In the construction industry the deduction of a portion of the contract sum is commonplace. That cash, known as the retention, is withheld from the main contractor by the client and from the sub-contractors by the main contractor to cover the cost (or at least part of the cost) of defects arising during a fixed period (usually one or two years) after the works are completed.

Under standard contractual terms, the main contractor and sub-contractors are obliged to remedy defects arising within that fixed period at their own cost. Contractors and subcontractors will usually comply with that obligation in the expectation that the retention will be released to them at the end of the fixed period.

At any one time over £3 billion of cash retention is outstanding in the UK's construction industry. In an industry where cashflow is important this can have grave consequences at both a corporate and personal level. The Bill aims to address the situation where there is a delay in release of the retention or where it is not released at all because the party holding the funds becomes insolvent.

The proposal is to amend the Construction Act to require the Secretary of State to introduce regulations to protect retentions by requiring they are kept in a protected or ring-fenced account until such time as they are due for release.
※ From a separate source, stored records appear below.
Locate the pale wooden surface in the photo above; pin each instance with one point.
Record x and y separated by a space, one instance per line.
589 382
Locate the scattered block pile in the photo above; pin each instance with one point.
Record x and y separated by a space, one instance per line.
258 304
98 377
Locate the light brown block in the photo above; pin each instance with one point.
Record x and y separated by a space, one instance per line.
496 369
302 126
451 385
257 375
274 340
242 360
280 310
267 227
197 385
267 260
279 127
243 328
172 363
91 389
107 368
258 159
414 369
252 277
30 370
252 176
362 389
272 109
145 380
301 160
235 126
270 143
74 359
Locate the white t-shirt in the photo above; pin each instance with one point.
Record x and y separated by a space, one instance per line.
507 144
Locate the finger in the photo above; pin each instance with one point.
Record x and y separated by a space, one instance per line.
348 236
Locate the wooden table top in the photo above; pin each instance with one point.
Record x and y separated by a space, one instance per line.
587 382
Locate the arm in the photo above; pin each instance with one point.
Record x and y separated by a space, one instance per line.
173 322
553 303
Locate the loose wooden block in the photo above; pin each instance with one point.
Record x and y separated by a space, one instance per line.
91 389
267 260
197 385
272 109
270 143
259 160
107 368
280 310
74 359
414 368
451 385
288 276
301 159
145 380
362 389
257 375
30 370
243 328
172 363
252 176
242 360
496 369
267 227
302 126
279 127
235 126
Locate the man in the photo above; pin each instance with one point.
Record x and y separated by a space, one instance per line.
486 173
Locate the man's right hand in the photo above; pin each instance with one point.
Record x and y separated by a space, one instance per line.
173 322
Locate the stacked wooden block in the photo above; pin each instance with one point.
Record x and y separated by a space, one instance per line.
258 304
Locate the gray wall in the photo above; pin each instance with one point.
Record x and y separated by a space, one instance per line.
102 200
The solution would be along the lines of the statutory requirement in section 215 of the Housing Act 2004 under which deposits taken from shorthold tenancies must be placed in a Government-approved scheme. This means the contractor and subcontractors can be assured that the monies will at least be available for release. In theory this should mean that the waiting period for release should be reduced.

Legislation that regulates retention in this way already exists in parts of Europe, Australia, New Zealand and North America.

Closer to home, the Scottish Government has been operating a project bank account regime for government contracts since last year. Payments from the Government to the main contractor are placed in a project bank account and the funds are held in trust by the Government and the main contractor for the benefit of the latter and the sub-contractors. The project bank account operates to ensure that subcontractors get paid on time when the Government has paid the main contractor.

At present retentions under both the main contract and the subcontracts are not held within the project bank account. The reason for this is that retention under the main contract will contain components of subcontractor retention and the Scottish Government (as Trustee of the account) does not want to be held liable for retention repayment if the main contractor is in breach of its obligation to do so.

It has been suggested that the Scottish system could be adapted to include retention. However, if the client decides to have recourse to the whole of the retention fund in the account if the main contractor has become insolvent, the subcontractor is in no better position. Any system would have to protect the subcontractors' retention from upstream insolvency.

The real detail will be in any regulations issued if the Bill becomes law rather than the Bill itself. But this is a step towards implementing one of the few outstanding recommendations made by Sir Michael Latham in his "Constructing the Team" report.